Сенсационный вывод канул в пустоту. Корвус по-прежнему молчал.
– Я бы еще предположила, что время гибели динозавра объясняет прекрасную сохранность окаменелости.
– Каким образом это возможно? – осторожно спросил ее собеседник.
– Когда я читала статью, мне пришло в голову, что падение астероида, пожары и разогрев атмосферы создали уникальные условия для образования окаменелостей. Во-первых, не стало животных, питающихся падалью, которые могли бы разорвать в клочки тушу и растащить кости. После падения астероида потепление началось на всей территории Земли, воздух сделался горячим, как в пустыне Сахара, и во многих районах температура в конечном счете достигла ста, даже двухсот градусов – возникли прекрасные условия для термического высушивания мертвого животного. Кроме того, поднявшаяся пыль стала причиной одинаковой погоды на гигантских территориях, а сильные наводнения наверняка быстро затопили останки динозавра...
Мелоди перевела дыхание, дожидаясь реакции – волнения, изумления, скептического замечания. И опять ничего.
– Еще что-нибудь? – только и спросил Корвус.

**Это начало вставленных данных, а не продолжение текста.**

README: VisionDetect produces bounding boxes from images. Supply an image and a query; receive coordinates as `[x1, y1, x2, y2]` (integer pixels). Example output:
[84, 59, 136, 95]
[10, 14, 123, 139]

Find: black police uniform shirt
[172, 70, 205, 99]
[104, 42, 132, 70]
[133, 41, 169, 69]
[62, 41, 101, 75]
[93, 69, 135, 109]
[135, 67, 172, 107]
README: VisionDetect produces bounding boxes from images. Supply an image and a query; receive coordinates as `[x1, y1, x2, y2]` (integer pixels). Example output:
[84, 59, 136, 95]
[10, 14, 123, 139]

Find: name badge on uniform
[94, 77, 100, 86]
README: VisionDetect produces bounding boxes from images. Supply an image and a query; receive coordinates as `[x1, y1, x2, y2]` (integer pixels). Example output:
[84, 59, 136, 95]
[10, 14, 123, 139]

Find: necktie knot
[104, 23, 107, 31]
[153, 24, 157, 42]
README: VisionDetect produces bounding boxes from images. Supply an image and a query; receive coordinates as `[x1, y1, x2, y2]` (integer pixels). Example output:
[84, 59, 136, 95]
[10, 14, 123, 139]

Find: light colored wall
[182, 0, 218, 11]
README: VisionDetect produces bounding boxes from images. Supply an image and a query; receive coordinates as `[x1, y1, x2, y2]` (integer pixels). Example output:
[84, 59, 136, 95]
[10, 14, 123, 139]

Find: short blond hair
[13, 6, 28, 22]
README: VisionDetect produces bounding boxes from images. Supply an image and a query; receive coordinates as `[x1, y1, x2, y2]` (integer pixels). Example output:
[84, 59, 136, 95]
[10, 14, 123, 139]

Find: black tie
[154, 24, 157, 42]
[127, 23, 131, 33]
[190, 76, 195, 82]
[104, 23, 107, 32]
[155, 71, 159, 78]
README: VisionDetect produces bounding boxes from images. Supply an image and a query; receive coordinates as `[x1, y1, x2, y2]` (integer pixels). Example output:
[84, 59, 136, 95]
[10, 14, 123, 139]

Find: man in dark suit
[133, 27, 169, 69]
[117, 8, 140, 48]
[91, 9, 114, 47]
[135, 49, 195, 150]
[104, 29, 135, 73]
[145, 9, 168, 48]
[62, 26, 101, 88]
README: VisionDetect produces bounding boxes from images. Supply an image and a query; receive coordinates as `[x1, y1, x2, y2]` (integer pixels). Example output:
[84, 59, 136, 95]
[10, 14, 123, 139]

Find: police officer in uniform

– Ну, еще имеются «венерины зеркальца».
– «Венерины зеркальца»?
– Я назвала так черные частицы, помните, вы их заметили. Просто под микроскопом они напоминают символ Венеры – кружок и под ним крестик. Женский символ, знаете?

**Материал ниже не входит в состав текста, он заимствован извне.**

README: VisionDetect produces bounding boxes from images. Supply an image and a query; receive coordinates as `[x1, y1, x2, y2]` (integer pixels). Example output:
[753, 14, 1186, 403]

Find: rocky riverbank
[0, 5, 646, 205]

– Женский символ, – механически повторил Корвус.
– Я провела с ними несколько опытов. Они не являются мелкокристаллическими и возникли, по-видимому, не в результате образования окаменелости. Каждая частица представляет собой сферу из неорганического угля, от сферы отходит ответвление, а внутри ее содержится набор микроэлементов, которые я пока не исследовала.
– Понятно.
– Все «зеркальца» имеют одинаковую форму и не отличаются по размеру, что, возможно, предполагает их биологическое происхождение. Похоже, они присутствовали в организме динозавра в момент его гибели и оставались там, не претерпевая никаких изменений на протяжении шестидесяти пяти миллионов лет. Они... очень необычные. Мне придется проделать большую работу, чтобы с ними разобраться. Как бы это не оказались микроорганизмы – носители некой инфекции.